After months of canceled meetings and missing members, the Gainesville Human Rights Board has begun to find its footing this year.
Of the 29 Gainesville city advisory boards, the Human Rights Board is one of the two sole quasi-judicial boards, meaning it can hear legal cases and enforce rulings. It has jurisdiction over cases brought to the city involving many different identities, including race, sexuality, religion and disability.
It appointed two new members this year, making up nearly a third of what should be a seven-person board. But for the past few years, the board has faced several vacancies. It meets monthly, but a string of canceled meetings from November to January has set the five current volunteer members on edge.
It was able to meet during February, had another cancellation in March, and then met again this past April.

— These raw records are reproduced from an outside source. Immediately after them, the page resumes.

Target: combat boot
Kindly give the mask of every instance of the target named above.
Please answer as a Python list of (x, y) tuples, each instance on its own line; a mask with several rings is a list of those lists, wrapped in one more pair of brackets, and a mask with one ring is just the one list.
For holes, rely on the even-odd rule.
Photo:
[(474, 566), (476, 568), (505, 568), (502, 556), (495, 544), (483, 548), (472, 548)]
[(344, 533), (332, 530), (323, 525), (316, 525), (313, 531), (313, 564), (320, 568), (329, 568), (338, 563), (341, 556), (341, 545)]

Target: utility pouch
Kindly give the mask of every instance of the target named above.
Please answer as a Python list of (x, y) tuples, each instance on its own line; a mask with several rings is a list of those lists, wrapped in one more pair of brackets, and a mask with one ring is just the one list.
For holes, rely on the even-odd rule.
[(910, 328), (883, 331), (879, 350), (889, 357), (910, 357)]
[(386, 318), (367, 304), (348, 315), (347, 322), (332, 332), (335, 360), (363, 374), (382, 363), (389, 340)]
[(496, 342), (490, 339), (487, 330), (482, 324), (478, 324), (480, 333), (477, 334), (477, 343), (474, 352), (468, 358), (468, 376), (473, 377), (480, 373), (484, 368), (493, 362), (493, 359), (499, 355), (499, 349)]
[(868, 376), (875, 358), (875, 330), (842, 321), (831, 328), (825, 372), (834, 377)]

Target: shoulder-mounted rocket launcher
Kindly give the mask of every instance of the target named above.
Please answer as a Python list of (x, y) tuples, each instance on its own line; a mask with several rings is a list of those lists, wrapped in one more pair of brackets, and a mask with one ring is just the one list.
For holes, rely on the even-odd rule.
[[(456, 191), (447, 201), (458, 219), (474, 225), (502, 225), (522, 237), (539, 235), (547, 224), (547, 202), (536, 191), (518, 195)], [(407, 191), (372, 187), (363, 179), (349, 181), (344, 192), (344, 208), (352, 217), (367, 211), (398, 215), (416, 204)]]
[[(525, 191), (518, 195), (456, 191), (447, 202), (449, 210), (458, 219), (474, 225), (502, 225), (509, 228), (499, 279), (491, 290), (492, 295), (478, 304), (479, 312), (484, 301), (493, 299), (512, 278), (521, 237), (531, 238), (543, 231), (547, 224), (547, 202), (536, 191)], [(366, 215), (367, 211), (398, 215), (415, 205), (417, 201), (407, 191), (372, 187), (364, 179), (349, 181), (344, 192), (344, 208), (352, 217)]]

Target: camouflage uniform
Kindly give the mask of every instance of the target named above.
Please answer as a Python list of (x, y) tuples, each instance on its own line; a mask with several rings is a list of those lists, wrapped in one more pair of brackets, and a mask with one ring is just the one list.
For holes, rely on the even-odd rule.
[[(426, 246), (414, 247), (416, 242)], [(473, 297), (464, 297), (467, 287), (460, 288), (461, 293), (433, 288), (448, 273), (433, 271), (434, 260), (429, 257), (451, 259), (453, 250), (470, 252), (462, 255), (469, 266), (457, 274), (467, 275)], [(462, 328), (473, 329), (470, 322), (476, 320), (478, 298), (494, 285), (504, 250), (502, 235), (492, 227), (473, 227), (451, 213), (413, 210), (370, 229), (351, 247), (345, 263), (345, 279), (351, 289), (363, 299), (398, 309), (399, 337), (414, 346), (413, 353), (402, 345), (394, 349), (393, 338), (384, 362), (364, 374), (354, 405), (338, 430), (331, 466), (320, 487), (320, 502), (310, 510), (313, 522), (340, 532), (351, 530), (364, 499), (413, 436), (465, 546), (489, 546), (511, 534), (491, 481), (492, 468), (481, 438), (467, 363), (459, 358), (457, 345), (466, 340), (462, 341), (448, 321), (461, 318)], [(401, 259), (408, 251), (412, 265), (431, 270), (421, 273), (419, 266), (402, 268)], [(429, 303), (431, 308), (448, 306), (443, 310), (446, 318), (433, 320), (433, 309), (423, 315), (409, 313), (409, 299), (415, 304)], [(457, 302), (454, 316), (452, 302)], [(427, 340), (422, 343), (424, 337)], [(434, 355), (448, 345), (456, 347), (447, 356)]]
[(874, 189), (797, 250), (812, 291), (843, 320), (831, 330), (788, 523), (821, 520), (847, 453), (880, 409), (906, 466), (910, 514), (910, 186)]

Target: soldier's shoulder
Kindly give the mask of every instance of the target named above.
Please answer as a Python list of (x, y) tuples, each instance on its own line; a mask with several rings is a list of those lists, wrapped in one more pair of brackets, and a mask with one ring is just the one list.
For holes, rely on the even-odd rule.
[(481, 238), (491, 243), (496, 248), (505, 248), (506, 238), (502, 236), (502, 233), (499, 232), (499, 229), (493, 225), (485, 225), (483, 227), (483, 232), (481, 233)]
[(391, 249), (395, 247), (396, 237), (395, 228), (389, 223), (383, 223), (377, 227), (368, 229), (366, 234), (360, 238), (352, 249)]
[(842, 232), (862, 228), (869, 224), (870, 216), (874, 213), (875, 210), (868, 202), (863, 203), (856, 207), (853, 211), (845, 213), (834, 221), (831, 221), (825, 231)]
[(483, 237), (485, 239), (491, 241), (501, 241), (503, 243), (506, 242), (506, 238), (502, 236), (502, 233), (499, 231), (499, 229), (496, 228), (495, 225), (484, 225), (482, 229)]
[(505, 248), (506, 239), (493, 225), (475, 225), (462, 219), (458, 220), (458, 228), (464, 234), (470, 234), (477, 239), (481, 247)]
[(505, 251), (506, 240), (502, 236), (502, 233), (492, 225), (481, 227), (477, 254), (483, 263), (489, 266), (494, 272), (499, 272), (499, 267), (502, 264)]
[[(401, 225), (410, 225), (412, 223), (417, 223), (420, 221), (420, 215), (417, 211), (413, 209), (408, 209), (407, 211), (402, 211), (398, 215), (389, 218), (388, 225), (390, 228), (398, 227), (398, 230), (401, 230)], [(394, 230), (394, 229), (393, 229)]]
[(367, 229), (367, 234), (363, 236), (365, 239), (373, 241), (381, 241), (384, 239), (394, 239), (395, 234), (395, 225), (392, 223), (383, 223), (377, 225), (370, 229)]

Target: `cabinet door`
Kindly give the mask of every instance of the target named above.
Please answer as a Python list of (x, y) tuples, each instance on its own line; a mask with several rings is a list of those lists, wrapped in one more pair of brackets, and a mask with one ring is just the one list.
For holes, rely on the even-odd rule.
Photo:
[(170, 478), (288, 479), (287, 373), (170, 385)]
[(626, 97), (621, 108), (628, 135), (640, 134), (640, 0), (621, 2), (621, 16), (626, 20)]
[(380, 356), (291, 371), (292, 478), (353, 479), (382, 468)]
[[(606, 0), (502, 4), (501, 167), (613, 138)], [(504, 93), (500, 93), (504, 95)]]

Board member TehQuin Forbes felt disoriented coming back to the job in February, he said. He’s been a member for a little over a year.
“I was sort of lost,” he said. “All of the ‘I need a motion,’ ‘who seconds,’ all of that gets really confusing when you’re off.”
Board meeting cancellations come from the Office of Equity and Inclusion. The board was told from November to January that it would be unlikely to meet quorum with a total of five members needed at each meeting, Forbes said.
It’s frustrating, he said. He wishes the board had the chance to keep up with the cases during those months. Though it hasn’t found any cases guilty of discrimination since he’s been there, Forbes thinks the board holds a large amount of significance to the city of Gainesville, he said.
“I think that it’s powerful in that if citizens think they’ve been wronged, there is a place for them to seek restitution,” he said. “And it’s not just some people in an office.”
Vacancies are an issue across all the city advisory boards. More than half of them have missing members. But Mayor Harvey Ward said Human Rights Board seats can be particularly difficult to keep full.
Because of the judicial nature of the Human Rights Board, volunteers can get discouraged after realizing how complex the process is, he said.
“When you sign up for an unpaid position like that and you realize that it really isn’t what you wanted, it’s easy to not show up,” Ward said.
But board member Jonathan Stevens said a solution to that could be student members.
Stevens is a student at the University of Florida. He started as a volunteer in city government as the student member of the Nature Centers Commission two years ago. He was appointed to the Human Rights Board this year.
Students might have more time on their hands to meet monthly, Stevens said, and they’re also underrepresented in city government spaces. He wants to see more of those voices participating, he said.
“I think that there’s so many different perspectives of students when it comes to housing especially,” he said.
Stevens said his experience as a full-time member has been beneficial for his understanding of how city government works. He hopes more students apply.
“I think that it’s important for us to have people like that because a lot of us students aren’t knowledgeable about the law,” Stevens said. “We don’t know what our rights are, especially under the purview that those resources are there.”
The next Human Rights Board meeting will be on Wednesday, presuming it meets quorum.